In other words, it’s different from what a healthy meal would normally look like. You will have time after your workout for something that digests a bit slower. But if you have to eat right before a workout, go for something that’s mostly carbohydrates. Some traditional options are:
- A banana
- Oatmeal or oats for the night
You don’t have to eat purely carbs if you don’t want to. Feel free to put peanut butter on this toast if you like, or have a yogurt, which has both carbohydrates and protein. Experiment to see what strikes the sweet spot between carb-y and tasty.
What if I don’t want to eat carbs?
It’s up to you, but be sure to be aware of the potential effects on your workout. If you eat a keto or low-carb diet, it may be a good idea to put in some of the few carbs that you eat. to do eat right before your workout. And if you’re using intermittent fasting as part of a weight loss strategy, you’ll need to balance the pros and cons of having breakfast before working out. Again, a small snack can help you have more energy for your workout without totally derailing your diet.
Sometimes people train on an empty stomach because it “burns fat”, but that’s only true from a technical standpoint. If I want to keep more money in my bank account, I can pay cash for something rather than using a debit card. But at the end of the day, my money is still all my money, no matter how I made an individual purchase. Choosing one payment method over another doesn’t make me richer.

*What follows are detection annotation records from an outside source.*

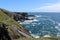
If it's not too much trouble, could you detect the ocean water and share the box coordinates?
[20,12,60,38]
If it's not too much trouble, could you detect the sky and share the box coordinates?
[0,0,60,12]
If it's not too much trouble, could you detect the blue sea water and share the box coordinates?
[20,12,60,37]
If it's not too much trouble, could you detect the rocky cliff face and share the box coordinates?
[0,8,31,40]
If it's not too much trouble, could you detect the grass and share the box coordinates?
[18,37,58,40]
[0,11,28,34]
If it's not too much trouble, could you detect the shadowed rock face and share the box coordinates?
[0,23,11,40]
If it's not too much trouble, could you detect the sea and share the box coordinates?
[20,12,60,38]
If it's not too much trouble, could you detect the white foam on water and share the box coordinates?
[55,26,60,31]
[33,19,38,21]
[31,34,40,38]
[35,15,42,17]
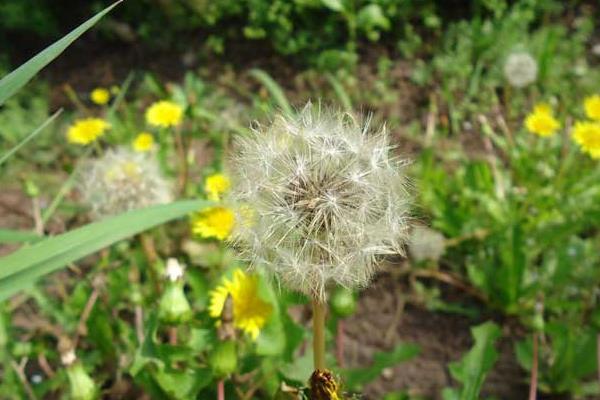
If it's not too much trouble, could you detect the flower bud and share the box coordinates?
[158,282,192,324]
[208,340,237,377]
[331,287,356,318]
[67,362,98,400]
[309,369,342,400]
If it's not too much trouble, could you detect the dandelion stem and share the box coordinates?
[596,333,600,381]
[175,129,188,194]
[217,379,225,400]
[529,332,539,400]
[312,298,325,370]
[335,318,344,368]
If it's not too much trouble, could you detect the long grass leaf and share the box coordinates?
[0,0,122,105]
[0,229,43,244]
[0,200,211,301]
[0,108,62,165]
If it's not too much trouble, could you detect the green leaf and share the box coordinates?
[325,73,352,112]
[321,0,344,12]
[0,0,122,105]
[256,275,286,356]
[342,343,421,390]
[152,368,212,400]
[0,108,62,165]
[0,200,211,301]
[250,69,293,115]
[449,321,501,400]
[0,229,43,244]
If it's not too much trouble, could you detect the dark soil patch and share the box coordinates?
[346,274,528,400]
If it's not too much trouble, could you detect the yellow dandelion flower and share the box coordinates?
[146,100,183,128]
[583,94,600,121]
[90,88,110,106]
[208,268,272,340]
[204,174,231,201]
[533,103,553,115]
[525,103,560,137]
[67,118,110,145]
[133,132,154,153]
[573,121,600,159]
[192,207,235,240]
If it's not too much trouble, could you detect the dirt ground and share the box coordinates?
[345,274,528,400]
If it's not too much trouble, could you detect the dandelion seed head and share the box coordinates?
[78,148,172,219]
[504,51,538,88]
[230,103,409,300]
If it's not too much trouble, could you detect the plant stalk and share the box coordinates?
[312,298,325,370]
[217,379,225,400]
[335,318,345,368]
[529,332,539,400]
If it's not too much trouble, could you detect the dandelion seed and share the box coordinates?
[525,103,560,137]
[67,118,110,145]
[79,148,172,219]
[204,174,231,201]
[146,100,183,128]
[573,121,600,159]
[230,104,409,300]
[504,52,538,88]
[133,132,154,153]
[208,269,272,339]
[90,88,110,106]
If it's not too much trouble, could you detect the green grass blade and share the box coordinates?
[0,200,212,301]
[250,69,293,115]
[0,0,122,105]
[326,73,352,112]
[0,108,62,165]
[42,147,93,225]
[0,229,43,244]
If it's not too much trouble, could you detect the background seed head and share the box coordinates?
[231,103,409,300]
[504,51,538,88]
[408,226,446,262]
[79,148,172,219]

Likewise, “burning fat” during a workout does not affect how much fat you will have in your body at the end of the day. You can burn 200 calories of carbohydrate from your breakfast, or you can burn 200 calories from fat and then eat 200 more calories afterwards. Total calorie balance is what matters, not the metabolic details of the substrate your mitochondria munch on during a workout.

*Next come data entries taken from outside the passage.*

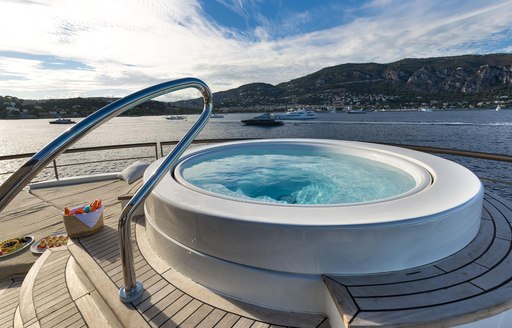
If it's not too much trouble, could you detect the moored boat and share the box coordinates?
[48,117,76,124]
[276,109,318,120]
[241,113,284,126]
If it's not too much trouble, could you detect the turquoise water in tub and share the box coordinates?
[181,149,416,205]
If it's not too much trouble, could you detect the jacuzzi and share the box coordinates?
[144,139,483,312]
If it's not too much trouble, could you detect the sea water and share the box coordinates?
[0,109,512,199]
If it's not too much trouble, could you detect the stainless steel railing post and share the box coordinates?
[118,83,213,302]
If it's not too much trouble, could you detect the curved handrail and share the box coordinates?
[0,78,213,301]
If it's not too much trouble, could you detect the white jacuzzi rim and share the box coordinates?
[144,139,483,228]
[173,139,432,207]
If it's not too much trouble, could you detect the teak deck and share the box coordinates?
[0,181,512,328]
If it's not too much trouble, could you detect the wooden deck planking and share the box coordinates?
[32,249,85,327]
[328,195,512,327]
[19,177,325,327]
[0,278,22,328]
[196,309,226,328]
[180,304,213,328]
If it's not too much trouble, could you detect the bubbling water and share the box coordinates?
[182,149,416,205]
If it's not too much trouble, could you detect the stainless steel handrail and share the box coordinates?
[0,78,213,302]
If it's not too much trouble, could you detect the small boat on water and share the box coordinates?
[347,109,366,114]
[241,113,284,126]
[276,109,318,120]
[48,117,76,124]
[165,115,187,121]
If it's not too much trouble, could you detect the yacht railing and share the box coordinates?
[0,78,213,302]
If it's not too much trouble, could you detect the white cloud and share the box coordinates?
[0,0,512,98]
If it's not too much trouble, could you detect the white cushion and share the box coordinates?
[117,161,149,184]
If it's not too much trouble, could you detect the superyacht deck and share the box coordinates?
[0,180,512,328]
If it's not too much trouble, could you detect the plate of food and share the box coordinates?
[30,234,69,254]
[0,236,34,258]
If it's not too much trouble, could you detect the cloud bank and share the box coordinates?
[0,0,512,98]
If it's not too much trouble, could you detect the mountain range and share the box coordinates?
[175,54,512,110]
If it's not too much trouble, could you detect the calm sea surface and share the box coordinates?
[0,110,512,199]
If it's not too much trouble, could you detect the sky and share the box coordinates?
[0,0,512,100]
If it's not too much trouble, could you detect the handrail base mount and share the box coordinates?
[119,281,144,303]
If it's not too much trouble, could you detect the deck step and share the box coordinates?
[19,247,86,327]
[69,213,330,328]
[324,194,512,327]
[0,276,24,328]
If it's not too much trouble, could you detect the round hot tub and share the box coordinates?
[145,139,483,310]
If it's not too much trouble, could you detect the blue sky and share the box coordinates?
[0,0,512,98]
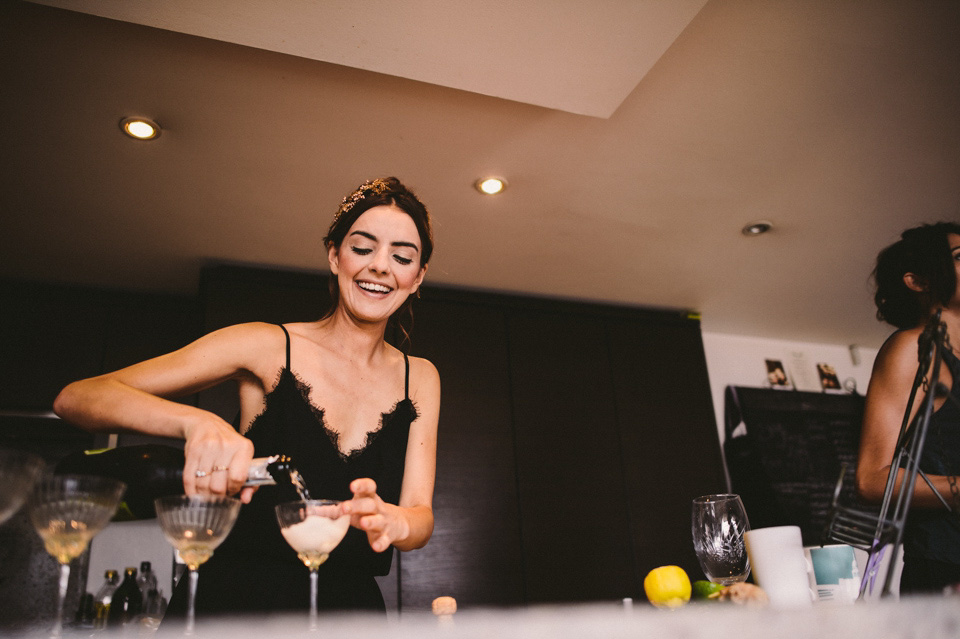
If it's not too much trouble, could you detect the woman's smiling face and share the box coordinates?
[328,206,427,321]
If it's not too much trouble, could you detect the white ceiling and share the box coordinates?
[0,0,960,346]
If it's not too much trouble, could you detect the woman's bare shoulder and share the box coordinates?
[872,328,923,381]
[408,357,440,397]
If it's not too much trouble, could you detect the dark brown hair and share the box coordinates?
[873,222,960,328]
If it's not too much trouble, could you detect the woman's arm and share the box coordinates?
[54,324,282,499]
[343,358,440,552]
[857,328,950,507]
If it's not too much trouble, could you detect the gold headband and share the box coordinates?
[333,178,390,224]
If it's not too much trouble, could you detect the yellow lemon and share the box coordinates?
[643,566,691,608]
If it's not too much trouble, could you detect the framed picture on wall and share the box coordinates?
[817,362,844,393]
[765,359,793,390]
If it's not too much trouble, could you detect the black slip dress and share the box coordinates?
[165,326,418,622]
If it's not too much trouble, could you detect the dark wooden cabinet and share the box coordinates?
[509,310,634,603]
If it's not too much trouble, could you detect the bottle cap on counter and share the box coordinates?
[431,597,457,617]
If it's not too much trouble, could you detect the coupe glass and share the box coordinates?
[0,448,43,524]
[30,475,127,637]
[153,495,240,635]
[276,499,350,630]
[691,494,750,586]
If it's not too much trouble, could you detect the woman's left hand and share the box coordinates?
[340,477,410,552]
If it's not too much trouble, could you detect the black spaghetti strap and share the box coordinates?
[277,324,290,370]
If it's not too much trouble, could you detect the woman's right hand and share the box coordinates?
[183,413,256,504]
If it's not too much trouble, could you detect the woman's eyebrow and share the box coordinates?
[350,231,420,253]
[350,231,377,242]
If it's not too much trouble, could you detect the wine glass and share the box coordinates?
[0,448,43,524]
[276,499,350,630]
[30,475,127,637]
[691,494,750,586]
[153,495,240,635]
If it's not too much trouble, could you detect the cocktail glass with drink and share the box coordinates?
[691,494,750,586]
[154,495,240,635]
[30,475,127,637]
[276,499,350,630]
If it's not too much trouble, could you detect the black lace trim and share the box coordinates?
[247,366,420,461]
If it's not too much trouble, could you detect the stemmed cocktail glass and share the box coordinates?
[0,448,43,524]
[276,499,350,630]
[691,494,750,586]
[154,495,240,635]
[30,475,127,637]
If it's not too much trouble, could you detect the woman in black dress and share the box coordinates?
[857,223,960,594]
[54,178,440,612]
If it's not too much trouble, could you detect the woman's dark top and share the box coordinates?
[164,326,418,614]
[903,349,960,588]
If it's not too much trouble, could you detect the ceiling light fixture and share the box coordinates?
[740,220,773,237]
[120,118,160,140]
[474,178,507,195]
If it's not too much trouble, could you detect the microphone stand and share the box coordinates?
[824,311,957,599]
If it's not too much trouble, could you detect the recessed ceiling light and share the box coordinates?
[740,220,773,236]
[474,178,507,195]
[120,118,160,140]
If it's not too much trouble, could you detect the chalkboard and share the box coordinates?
[724,386,872,546]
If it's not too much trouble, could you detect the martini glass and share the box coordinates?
[0,448,43,524]
[276,499,350,630]
[691,494,750,586]
[30,475,127,637]
[153,495,240,635]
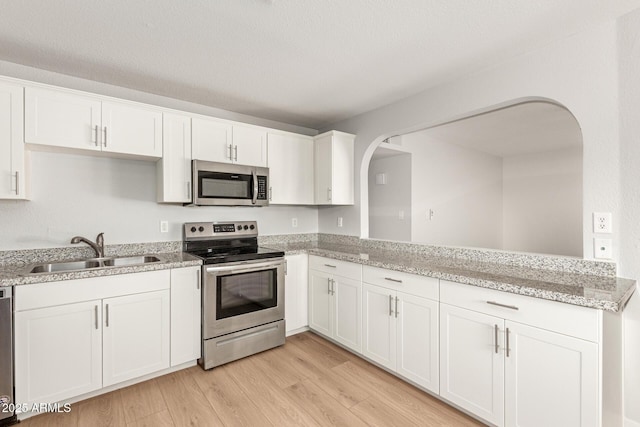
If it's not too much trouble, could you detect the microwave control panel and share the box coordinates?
[258,175,267,200]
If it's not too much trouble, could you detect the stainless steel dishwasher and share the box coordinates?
[0,287,15,425]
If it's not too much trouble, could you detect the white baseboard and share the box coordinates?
[624,418,640,427]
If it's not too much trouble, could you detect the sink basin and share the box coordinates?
[29,260,101,274]
[28,255,160,274]
[104,255,160,267]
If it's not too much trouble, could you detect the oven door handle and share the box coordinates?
[206,259,284,274]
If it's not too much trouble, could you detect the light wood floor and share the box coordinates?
[21,332,483,427]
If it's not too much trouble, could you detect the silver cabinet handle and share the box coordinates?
[93,125,98,147]
[487,301,520,310]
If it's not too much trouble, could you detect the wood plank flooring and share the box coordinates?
[21,332,483,427]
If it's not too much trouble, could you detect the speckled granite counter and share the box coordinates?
[265,241,636,312]
[0,244,202,287]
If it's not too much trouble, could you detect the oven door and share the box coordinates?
[202,258,284,339]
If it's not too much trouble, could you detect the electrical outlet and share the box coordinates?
[593,239,613,259]
[593,212,613,233]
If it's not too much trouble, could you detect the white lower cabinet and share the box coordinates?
[171,266,202,366]
[284,254,309,333]
[440,281,614,427]
[362,267,439,393]
[14,270,171,404]
[440,304,504,426]
[309,256,362,352]
[15,300,102,406]
[102,290,169,387]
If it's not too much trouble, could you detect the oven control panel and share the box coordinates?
[184,221,258,240]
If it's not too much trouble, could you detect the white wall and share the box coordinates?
[319,22,620,259]
[614,10,640,427]
[502,148,582,257]
[0,152,318,250]
[318,16,640,426]
[402,131,502,249]
[369,154,412,241]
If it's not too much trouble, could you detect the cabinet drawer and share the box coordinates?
[309,255,362,280]
[440,280,602,342]
[15,270,171,311]
[362,265,439,301]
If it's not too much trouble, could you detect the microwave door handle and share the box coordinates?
[251,169,258,205]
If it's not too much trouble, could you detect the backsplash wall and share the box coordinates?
[0,151,318,250]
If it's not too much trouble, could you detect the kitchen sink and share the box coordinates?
[27,255,160,274]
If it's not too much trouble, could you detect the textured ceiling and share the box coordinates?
[0,0,640,128]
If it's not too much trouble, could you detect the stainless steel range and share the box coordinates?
[184,221,285,369]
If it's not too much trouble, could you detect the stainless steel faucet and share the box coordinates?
[71,233,104,258]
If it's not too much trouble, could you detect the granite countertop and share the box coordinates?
[266,241,636,312]
[0,252,202,287]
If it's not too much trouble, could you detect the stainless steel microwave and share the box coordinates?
[192,160,269,206]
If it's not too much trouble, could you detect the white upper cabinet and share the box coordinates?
[268,133,314,205]
[191,117,233,163]
[314,131,355,205]
[0,83,27,199]
[102,102,162,157]
[157,113,191,203]
[233,124,267,167]
[192,117,267,167]
[24,87,162,157]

What if I can’t eat early in the morning?
There are a few solutions to this problem. First of all, you can be fine without breakfast; some people prefer to train on an empty stomach because it is easier, and they accept the slight fatigue. You can also consider waking up earlier to have time to digest a meal, or just rearrange. your training come later in the day.
But there is usually Something you can eat, if you want. Drinks are often easier to digest than food, so try skim milk or almond milk and consider using the sweet version (like chocolate milk) or adding something like honey for carbs. additional. I used to think that a “shake” had to be a big smoothie full of fruit, ice and protein powder and peanut butter, but these days my go-to before a workout. ‘workout is just a cup of chocolate almond milk, with or without whey powder, to start the day in protein.
If you really can’t eat before training, can you eat this? Long workouts can benefit from intra-workout nutrition. This normally means workouts that are longer than 90 minutes, but there is no law that prohibits you from bringing your breakfast for a shorter workout. If you run take a few gel packets used by marathon runners and endurance cyclists during the races. If you’re lifting, mix up a shake and bring it with you to sip between sets.
In the end, the best breakfast is the one you will only discover from experience. Don’t be afraid to try something new: If you’re currently training without breakfast, a few bites of toast ahead of time can make a difference day or night. Experiment and see what works for you.